El Leganés repitió la fórmula del Girona con un marcaje individual, esta vez, sobre Andrés Iniesta

Desde el primer momento se pudo ver cómo los pupilos de Garitano poblaban la zona central con una intención clara: cortocircuitar la fluidez del juego culé para impedir que la pelota llegara con facilidad a posiciones de ataque. Si Messi no recibía con frecuencia ni tampoco lo hacía de cara, buena parte del trabajo ya estaba hecho. Para ello el técnico vasco optó por una alternativa que ya sufrió el Barça esta misma temporada en Montilivi, pero esta vez el escarmentado con el marcaje individual fue Andrés Iniesta. El manchego estuvo constantemente vigilado por un hombre que por posición y características no está muy habituado a estos lares; Nabil El Zhar. El jugador francés internacional por Marruecos realizó una tarea diferente a la habitual pero la hizo con cierto éxito, consiguió impedir la continua participación de Iniesta en generación de juego y provocó que Messi se alejase más del área para ejercer de organizador, algo de lo que no se estaba encargando con tanta asiduidad esta temporada.

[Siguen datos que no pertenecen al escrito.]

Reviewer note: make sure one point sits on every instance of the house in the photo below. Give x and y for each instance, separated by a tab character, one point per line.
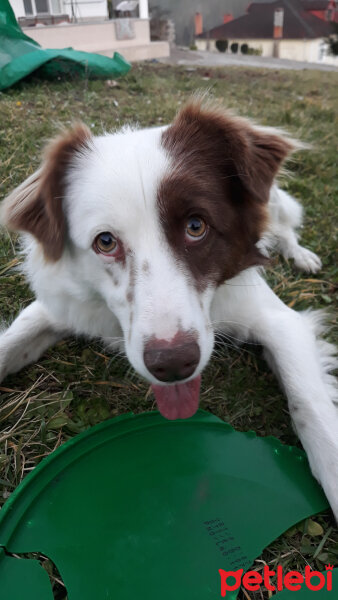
85	25
289	29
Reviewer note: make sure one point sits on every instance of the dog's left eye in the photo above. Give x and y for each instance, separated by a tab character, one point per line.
105	243
195	229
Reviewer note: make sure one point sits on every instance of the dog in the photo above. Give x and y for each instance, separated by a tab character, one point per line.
158	237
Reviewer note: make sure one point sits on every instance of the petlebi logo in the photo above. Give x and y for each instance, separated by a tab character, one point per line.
252	581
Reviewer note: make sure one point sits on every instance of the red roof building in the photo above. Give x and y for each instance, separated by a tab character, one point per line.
293	29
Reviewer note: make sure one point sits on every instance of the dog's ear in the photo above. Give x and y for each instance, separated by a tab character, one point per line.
35	206
234	145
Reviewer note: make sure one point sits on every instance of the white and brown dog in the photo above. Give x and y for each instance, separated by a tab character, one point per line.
154	236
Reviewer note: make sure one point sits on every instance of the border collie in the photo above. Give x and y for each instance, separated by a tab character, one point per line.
157	237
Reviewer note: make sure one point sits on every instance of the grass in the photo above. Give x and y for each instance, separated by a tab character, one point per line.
75	385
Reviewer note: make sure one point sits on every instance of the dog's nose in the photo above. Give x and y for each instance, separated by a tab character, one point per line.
171	361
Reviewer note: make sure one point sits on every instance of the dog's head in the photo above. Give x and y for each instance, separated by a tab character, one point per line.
154	221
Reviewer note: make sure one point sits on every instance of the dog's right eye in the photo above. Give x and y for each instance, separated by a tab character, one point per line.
105	243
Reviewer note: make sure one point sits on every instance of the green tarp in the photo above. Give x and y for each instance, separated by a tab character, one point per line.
20	56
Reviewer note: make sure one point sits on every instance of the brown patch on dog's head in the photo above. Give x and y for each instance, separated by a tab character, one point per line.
36	205
222	170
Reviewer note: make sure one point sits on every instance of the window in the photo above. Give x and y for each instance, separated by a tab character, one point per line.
28	7
41	6
55	7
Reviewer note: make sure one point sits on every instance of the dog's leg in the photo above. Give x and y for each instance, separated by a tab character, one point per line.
301	360
30	334
285	217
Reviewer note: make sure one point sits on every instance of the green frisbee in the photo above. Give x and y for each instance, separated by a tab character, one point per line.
142	507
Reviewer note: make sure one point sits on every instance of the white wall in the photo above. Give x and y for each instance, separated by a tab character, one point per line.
90	37
302	50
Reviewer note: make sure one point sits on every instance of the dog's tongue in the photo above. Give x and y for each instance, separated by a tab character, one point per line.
178	401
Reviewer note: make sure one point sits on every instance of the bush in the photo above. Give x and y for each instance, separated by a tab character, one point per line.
222	45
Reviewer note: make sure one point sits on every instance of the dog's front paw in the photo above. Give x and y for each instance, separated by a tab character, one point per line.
307	261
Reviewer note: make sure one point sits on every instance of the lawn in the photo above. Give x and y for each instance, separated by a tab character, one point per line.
75	384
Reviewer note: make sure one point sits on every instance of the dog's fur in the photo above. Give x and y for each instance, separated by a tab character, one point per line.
164	292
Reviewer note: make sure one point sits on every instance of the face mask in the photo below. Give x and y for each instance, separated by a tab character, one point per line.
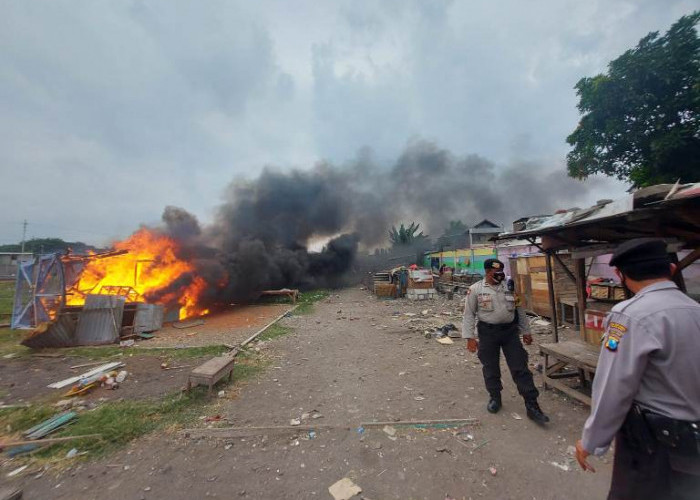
623	282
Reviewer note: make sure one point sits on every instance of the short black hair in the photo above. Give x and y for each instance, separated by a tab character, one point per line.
653	269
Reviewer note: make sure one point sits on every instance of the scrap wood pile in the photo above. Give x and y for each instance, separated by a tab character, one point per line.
36	438
102	376
105	375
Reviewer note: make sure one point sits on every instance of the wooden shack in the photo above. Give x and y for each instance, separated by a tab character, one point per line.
530	275
663	211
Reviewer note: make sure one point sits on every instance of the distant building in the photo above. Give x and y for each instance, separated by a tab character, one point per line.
482	232
9	264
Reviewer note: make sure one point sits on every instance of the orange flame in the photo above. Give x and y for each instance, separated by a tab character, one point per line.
150	266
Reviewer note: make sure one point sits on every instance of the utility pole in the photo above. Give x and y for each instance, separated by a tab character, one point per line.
24	233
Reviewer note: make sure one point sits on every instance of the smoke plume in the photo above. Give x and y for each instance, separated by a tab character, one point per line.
260	235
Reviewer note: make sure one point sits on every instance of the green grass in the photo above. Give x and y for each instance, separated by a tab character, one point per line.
171	352
7	297
307	300
10	344
120	422
273	332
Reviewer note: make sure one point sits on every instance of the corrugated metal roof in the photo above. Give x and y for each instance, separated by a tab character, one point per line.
148	318
100	320
60	333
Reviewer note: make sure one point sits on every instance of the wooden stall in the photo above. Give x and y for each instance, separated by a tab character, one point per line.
664	211
530	275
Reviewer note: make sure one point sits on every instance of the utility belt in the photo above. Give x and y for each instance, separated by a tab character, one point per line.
648	431
495	326
498	326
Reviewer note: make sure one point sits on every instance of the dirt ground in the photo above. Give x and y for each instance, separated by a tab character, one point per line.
353	360
225	327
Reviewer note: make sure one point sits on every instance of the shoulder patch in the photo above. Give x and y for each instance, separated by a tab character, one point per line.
613	335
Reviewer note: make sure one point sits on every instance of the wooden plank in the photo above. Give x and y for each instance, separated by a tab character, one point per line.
462	421
567	390
49	440
7	493
213	366
580	271
552	300
254	336
573	352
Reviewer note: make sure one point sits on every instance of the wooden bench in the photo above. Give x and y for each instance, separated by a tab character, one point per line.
569	303
212	371
292	294
571	353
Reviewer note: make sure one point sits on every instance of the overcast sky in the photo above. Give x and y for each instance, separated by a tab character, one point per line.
112	110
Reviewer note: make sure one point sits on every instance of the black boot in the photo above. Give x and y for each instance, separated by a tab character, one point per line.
494	403
534	412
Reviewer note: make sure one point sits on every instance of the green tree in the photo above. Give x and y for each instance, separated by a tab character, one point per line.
640	120
47	245
454	235
405	236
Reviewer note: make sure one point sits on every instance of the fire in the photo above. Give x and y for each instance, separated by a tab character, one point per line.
150	268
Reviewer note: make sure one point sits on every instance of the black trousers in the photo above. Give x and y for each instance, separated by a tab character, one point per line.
493	338
638	475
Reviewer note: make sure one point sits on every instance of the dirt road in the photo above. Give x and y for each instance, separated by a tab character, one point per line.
354	360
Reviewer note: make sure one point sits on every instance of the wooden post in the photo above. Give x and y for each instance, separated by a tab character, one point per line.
580	270
552	300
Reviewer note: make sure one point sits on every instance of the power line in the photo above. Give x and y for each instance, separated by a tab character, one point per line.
24	233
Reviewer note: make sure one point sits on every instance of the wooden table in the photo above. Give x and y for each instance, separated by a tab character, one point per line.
212	371
569	302
292	294
571	353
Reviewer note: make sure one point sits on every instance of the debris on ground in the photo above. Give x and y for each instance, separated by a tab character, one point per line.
563	467
99	370
51	425
10	494
344	489
17	471
180	325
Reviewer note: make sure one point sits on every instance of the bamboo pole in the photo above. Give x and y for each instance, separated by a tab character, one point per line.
49	440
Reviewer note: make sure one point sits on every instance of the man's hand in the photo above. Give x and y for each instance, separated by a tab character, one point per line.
581	456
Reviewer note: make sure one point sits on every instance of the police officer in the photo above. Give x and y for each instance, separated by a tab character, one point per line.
500	320
646	391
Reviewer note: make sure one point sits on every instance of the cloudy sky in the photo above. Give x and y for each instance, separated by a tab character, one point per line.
113	110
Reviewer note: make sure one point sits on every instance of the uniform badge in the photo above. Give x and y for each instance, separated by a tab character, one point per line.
615	332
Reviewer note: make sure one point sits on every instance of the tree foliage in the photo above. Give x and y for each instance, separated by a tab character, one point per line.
454	235
406	236
47	245
641	119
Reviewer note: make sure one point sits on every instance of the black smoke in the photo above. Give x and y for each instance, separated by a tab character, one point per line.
260	236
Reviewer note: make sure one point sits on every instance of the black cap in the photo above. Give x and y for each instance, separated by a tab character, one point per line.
493	264
640	250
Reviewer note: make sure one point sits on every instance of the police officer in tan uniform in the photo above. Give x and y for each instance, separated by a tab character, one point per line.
646	391
500	321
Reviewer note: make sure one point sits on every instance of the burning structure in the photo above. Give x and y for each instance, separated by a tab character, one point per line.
259	237
99	298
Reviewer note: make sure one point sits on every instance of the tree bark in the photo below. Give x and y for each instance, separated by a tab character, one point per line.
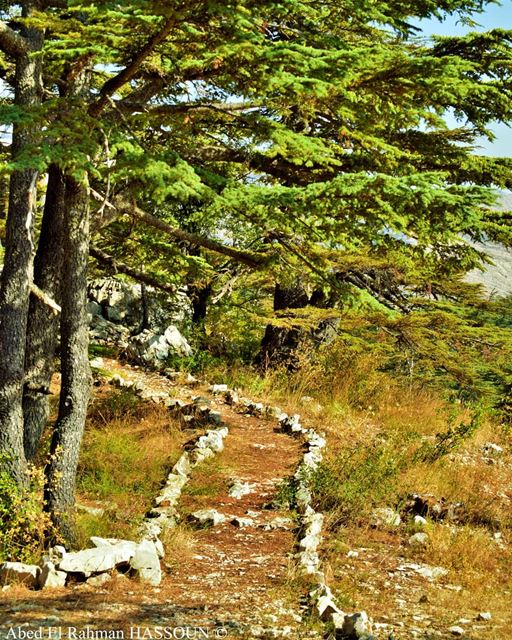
76	375
43	326
18	261
279	344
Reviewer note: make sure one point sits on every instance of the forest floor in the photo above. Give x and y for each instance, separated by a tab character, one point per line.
227	581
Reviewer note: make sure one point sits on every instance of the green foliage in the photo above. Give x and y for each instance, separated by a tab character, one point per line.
449	440
352	483
24	526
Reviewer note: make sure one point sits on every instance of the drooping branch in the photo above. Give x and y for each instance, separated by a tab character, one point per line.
121	267
250	258
116	82
11	42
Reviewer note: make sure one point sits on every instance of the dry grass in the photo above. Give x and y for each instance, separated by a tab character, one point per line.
179	543
128	448
367	412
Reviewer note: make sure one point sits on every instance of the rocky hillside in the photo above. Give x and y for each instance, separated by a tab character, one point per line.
497	277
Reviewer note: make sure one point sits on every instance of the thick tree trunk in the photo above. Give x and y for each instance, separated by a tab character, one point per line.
76	375
18	263
279	344
43	325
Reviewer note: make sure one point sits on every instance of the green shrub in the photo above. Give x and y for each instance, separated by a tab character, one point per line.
23	524
352	483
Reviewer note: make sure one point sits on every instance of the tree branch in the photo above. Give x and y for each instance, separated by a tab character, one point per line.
250	258
185	107
121	267
11	42
115	83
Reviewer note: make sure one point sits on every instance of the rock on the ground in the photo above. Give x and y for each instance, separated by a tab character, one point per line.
385	517
218	388
239	489
98	560
207	517
456	631
50	577
279	522
484	615
19	573
357	627
241	522
145	564
152	348
419	540
99	580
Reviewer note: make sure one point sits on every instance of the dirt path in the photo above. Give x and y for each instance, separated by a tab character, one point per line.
233	582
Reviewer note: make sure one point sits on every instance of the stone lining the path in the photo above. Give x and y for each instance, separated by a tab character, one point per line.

Si bien en defensa la idea estaba bastante clara y pasaba principalmente por su medio del campo, además de confiar en su habitual solidez en la línea defensiva, en ataque los hombres de Garitano también tenían las premisas bien aprendidas. Ante las constantes subidas de Semedo y Jordi Alba, el Leganés debía aprovechar la altura de las líneas culés y el espacio que se generaba en los carriles exteriores. Para ello fue clave un Nordim Amrabat que atacó muy bien los espacios aprovechando su punta de velocidad diferencial a los centrales blaugranas. Sobre todo buscó a un Gerard Piqué al que sobrepasó tanto en carrera como en la lucha cuerpo a cuerpo. El neerlandés fue la principal arma ofensiva del conjunto pepinero, aunque no dispuso de ocasiones importantes de cara a portería, y es que ante la vertiginosa verticalidad del conjunto madrileño en transición ofensiva, apenas podían llegar apoyos que acompañasen al punta internacional por Marruecos. Asier Garitano supo ver esto y para la segunda mitad dio entrada a un segundo punta: Claudio Beauvue. El francés se colocó en una posición más centrada que Amrabat y permitió al marroquí tener un apoyo en ataque y a su vez dejándole atacar los espacios que quedaban libres en las bandas. Además con sus incisivas incursiones a la espalda de la defensa, siguió metiendo en problemas a Piqué y Umtiti, que sufrieron más de lo habitual rectificando sus posiciones con asiduidad.

Genial planteamiento de Garitano que no pudo con la efectividad del Barça de Valverde

El plan del Leganés era claro y conciso. Además se puede decir que era efectivo, pues el Barcelona se mostró muy incómodo durante todo el partido, sin embargo, aunque el marcador no refleje exactamente esto, sí es una evidencia de que el Barça sabe ganar sufriendo. Mucho se habla sobre la brillantez del juego culé, y es verdad que comparado a la época reciente -y más gloriosa en su historia- del conjunto blaugrana no es el fútbol más vistoso que sus aficionados hayan disfrutado, pero los resultados son totalmente intachables. El acierto de Messi y de un excelso Ter Stegen acompañan a un equipo que cumple con lo que se le pide a fin de cuentas: ganar. Con la efectividad de un grande como es, obtuvo tres puntos importantes de Butarque que en ningún momento fueron fáciles.